Bichromatic control of dynamical tunneling: influence of the irregular Floquet states

TL;DR

This paper investigates how bichromatic control affects quantum tunneling, revealing regions of no control linked to chaos-assisted tunneling and discussing implications for quantum ratchets.

Contribution

It demonstrates the existence of control-ineffective regions due to Floquet state phase space structure and chaos-assisted tunneling in bichromatic quantum control.

Findings

Regions of no control are explained by Floquet state phase space features.

Chaos-assisted tunneling causes robust control-free regions.

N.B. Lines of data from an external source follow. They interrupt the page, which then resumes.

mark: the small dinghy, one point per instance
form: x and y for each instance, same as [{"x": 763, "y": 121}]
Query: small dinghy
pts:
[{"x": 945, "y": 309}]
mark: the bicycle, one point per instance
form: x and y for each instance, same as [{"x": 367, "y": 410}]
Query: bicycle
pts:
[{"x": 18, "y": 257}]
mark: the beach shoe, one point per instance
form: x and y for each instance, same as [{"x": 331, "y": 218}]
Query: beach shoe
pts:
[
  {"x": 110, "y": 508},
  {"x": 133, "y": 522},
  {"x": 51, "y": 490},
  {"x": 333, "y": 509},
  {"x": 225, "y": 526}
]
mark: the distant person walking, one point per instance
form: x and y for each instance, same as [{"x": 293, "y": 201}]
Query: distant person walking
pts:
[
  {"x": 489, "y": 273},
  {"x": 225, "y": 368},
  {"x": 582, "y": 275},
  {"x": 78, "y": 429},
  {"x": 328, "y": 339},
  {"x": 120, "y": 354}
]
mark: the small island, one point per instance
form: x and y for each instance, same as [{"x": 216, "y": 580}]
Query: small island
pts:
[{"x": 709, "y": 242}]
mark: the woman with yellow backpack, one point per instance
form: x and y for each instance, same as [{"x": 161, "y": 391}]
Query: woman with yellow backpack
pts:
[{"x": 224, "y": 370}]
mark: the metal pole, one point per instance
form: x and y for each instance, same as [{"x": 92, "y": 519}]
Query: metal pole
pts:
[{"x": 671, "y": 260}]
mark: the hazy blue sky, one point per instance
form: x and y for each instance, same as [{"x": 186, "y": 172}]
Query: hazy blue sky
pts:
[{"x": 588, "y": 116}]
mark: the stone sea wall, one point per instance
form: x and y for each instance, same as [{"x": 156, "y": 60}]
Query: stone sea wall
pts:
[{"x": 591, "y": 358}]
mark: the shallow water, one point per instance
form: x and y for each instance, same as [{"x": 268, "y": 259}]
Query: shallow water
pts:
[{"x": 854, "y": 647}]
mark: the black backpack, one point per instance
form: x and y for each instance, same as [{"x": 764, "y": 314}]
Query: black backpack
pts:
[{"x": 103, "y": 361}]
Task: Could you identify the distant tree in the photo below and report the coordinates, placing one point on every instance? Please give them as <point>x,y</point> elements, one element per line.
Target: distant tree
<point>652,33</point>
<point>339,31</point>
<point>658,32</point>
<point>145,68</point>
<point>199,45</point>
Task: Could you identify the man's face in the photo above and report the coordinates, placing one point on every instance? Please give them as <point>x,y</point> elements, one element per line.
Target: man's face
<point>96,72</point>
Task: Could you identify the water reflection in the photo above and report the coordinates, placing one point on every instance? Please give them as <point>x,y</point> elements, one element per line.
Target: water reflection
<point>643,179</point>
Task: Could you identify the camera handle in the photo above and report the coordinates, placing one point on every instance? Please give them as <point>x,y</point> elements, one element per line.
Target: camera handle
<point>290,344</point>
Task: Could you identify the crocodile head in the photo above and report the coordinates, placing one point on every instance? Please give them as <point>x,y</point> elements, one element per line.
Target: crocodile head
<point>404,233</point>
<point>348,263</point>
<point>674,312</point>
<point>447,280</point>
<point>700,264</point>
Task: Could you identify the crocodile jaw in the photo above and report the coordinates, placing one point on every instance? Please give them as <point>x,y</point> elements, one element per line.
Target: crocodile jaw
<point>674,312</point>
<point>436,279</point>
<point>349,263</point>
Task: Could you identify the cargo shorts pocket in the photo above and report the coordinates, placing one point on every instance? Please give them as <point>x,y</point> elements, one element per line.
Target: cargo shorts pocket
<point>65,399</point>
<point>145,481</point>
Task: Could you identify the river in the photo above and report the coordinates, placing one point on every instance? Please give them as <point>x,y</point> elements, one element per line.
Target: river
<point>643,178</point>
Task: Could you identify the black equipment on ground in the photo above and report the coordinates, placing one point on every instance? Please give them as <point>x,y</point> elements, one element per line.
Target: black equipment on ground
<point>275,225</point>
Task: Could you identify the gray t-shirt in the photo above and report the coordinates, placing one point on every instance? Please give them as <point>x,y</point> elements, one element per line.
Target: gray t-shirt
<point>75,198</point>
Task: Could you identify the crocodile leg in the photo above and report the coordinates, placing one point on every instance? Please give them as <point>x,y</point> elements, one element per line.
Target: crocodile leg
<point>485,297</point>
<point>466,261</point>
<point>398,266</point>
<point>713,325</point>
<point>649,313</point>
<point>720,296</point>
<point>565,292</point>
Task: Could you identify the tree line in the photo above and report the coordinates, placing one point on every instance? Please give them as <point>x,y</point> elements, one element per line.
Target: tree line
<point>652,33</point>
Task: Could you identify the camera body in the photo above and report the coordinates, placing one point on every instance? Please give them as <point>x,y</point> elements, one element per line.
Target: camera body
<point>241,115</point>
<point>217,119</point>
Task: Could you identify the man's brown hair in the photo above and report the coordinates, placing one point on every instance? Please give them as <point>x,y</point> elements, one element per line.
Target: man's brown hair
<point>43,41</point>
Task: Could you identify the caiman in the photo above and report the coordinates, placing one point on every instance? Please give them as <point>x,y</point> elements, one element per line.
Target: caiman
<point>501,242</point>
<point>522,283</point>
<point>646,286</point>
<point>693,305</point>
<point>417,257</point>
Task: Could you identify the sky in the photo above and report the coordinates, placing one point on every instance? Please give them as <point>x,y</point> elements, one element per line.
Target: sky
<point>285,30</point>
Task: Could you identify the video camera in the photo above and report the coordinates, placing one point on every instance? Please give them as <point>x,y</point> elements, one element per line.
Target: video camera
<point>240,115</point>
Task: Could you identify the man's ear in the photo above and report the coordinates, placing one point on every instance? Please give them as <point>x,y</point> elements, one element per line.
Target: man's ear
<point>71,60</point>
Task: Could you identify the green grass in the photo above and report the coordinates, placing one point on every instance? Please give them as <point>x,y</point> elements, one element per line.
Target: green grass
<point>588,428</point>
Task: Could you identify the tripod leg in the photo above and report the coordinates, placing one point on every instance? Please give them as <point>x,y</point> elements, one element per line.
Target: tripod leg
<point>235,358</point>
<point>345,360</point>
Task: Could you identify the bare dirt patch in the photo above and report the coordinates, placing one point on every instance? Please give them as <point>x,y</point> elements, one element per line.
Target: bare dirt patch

Implications for quantum ratchet transport are discussed.

Abstract

Bichromatic control, in terms of the amplitude and relative phase of the second field as control knobs, is an useful approach for controlling a variety of quantum processes. In this context, understanding the features of the control landscape is important to assess the extent and efficiency of the control process. A key question is whether, for a given quantum process, one can have regions wherein there is a complete lack of control. In this work we show that such regions do exist and can be explained on the basis of the phase space nature of the quantum Floquet states. Specifically, we show that robust regions of no control arise due to the phenomenon of chaos-assisted tunneling. We also comment on the possible influence of such regions on the phenomenon of directed transport in quantum Hamiltonian ratchets.